Khushi was smiling. Her mouth had curved up. Not the ironical smile of few moments ago, but a smile that reached her eyes and suffused through her features. Almost unaware, her heart went out to the sincerity behind the words. She could have been angry at his dismissal of her condition, at his selfishness in rejoicing that he had his wife back; but she heard the unsaid promise, the same that he had enunciated when he thanked Lavanaya for looking after her, when he said that he would not let her fall. She would soon discover the past. How long could it be hidden? She would find out, she knew. Probably the smoky shadows of forgetfulness would lift once she was home; probably some inadvertent clue slipped in the conversation amongst the family members, some piece of evidence lying around. Oh, she would find out.
But for a while, she could not help but warm her cold, lonely and scared self in the heat that simmered in his eyes; bask in its warmth. The feeling of uncertainty and of being uprooted was taking its toll. Khushi wondered when she would be able to return to Lucknow. She turned to look out. It was only clouds and vast sky. The beloved town had already faded from vision.
‘You know we should visit Lucknow again soon. I don’t want you to miss Lavanaya and others,’ he murmured as if he could read her thoughts. ‘Nani and Di love Lucknow. We can come back.’ Probably he was making concessions now that he had what he wanted? To an extent, he knew it was true. But more than anything now he wanted Khushi to be happy with him.

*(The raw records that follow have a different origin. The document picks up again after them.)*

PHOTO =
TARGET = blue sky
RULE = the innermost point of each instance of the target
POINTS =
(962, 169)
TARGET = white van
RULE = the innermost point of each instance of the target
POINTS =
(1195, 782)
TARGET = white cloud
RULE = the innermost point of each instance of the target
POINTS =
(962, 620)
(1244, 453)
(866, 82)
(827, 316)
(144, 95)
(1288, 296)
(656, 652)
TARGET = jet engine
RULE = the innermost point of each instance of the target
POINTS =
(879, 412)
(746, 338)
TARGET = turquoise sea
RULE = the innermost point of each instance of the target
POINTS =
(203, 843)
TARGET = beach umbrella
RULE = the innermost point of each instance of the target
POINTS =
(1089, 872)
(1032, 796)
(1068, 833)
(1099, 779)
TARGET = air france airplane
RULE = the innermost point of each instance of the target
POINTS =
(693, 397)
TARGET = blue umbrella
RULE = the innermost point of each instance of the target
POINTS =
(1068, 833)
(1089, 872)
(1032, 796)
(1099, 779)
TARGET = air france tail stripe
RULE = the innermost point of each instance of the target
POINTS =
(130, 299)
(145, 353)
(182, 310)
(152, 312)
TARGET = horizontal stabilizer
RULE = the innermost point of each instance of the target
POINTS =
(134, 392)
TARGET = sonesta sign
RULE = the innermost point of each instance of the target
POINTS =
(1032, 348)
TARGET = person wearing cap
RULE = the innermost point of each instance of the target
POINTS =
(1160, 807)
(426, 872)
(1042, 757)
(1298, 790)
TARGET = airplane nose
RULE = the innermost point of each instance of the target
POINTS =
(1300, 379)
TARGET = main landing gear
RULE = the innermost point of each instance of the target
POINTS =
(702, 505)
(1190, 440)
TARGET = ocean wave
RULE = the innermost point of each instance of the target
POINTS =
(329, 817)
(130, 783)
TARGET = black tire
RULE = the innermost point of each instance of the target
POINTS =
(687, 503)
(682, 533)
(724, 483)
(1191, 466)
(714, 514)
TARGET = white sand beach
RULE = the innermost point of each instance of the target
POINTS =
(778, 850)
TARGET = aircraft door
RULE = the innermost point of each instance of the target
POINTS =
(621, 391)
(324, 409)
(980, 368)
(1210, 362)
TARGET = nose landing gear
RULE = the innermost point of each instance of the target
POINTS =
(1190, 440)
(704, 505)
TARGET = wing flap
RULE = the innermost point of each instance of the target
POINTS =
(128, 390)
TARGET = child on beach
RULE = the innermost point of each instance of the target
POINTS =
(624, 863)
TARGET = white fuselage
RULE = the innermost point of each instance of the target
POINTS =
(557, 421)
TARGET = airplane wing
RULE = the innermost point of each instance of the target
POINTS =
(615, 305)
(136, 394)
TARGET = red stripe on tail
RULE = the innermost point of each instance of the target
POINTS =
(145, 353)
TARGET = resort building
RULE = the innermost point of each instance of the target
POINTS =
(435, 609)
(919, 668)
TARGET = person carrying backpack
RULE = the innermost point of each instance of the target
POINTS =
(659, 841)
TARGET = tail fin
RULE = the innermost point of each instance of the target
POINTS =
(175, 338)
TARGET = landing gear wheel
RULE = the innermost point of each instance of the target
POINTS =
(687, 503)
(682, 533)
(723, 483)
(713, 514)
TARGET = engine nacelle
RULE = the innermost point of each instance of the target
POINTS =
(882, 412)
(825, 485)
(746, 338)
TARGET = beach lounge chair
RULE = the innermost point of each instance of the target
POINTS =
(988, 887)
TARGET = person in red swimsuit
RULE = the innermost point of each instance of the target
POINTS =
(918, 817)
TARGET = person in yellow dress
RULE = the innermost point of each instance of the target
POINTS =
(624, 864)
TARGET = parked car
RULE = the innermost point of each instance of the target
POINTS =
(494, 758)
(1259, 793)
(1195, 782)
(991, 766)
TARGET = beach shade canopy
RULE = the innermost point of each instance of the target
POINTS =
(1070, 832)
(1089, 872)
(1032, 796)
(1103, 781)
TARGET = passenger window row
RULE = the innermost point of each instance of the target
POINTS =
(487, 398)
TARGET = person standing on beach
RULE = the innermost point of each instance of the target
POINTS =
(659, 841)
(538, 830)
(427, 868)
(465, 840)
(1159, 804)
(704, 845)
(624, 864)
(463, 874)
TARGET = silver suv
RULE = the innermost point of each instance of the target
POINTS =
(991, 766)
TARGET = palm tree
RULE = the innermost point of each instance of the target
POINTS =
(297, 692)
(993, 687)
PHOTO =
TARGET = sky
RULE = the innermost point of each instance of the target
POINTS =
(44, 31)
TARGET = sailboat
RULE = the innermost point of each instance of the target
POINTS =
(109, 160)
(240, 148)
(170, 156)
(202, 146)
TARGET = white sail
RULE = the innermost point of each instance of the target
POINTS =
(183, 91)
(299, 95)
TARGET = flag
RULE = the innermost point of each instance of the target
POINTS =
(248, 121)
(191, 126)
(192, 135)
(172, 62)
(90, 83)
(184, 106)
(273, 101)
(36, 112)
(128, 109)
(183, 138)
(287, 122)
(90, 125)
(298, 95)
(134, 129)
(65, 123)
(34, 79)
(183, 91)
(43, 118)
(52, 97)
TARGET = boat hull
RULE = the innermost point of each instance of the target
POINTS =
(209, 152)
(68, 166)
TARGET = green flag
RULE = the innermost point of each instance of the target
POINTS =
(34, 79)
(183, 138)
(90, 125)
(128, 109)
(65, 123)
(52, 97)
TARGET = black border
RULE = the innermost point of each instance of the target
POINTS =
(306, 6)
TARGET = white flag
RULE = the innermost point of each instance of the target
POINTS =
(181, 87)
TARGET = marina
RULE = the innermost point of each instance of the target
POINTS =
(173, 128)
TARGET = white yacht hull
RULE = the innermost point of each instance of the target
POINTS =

‘And even stay in the Sheesh Mahal if you want.’ Arnav continued when she did not reply. He no longer wanted to run away from the place. The old house had paid its debt – by giving shelter to Khushi, it had paid the debt of pain. ‘You said you liked Sheesh Mahal, didn’t you? And Lucknow?’ he invited her attention.
‘Yes. It is the most beautiful city. And Sheesh Mahal could be once of its grandest landmarks. Don’t you think so?’ He nodded. It was, once, one of the grandest structures of Lucknow. The place that he should have grown up in – happily, without the shadow of tragedy that befell on his childhood so unexpectedly.
‘You know, it was an old haveli of an old family,’ Khushi continued as she told him what she had heard in rumours and gossips. ‘The elitest of Lucknow’s society of the time. There is a rumour … about a scandal sometime ago. A woman and a man committed suicide,’ she went on unmindful of his rigid jaw and the grim slash of his mouth. ‘You know Arnavji, you should do something about its image. It is called unlucky.’ The plane jerked at the turbulence in the air. Arnav’s eyes widened as he reached out to steady the glass of water she had put on the table in front of her. ‘Thank you, Arnavji. Yes, as I was staying, people call it unlucky. Even now, when it has become a hotel, not many people come. …’
Arnav sat rigid in shock, struck speechless. Arnavji! Not Mr. Raizada. Arnavji!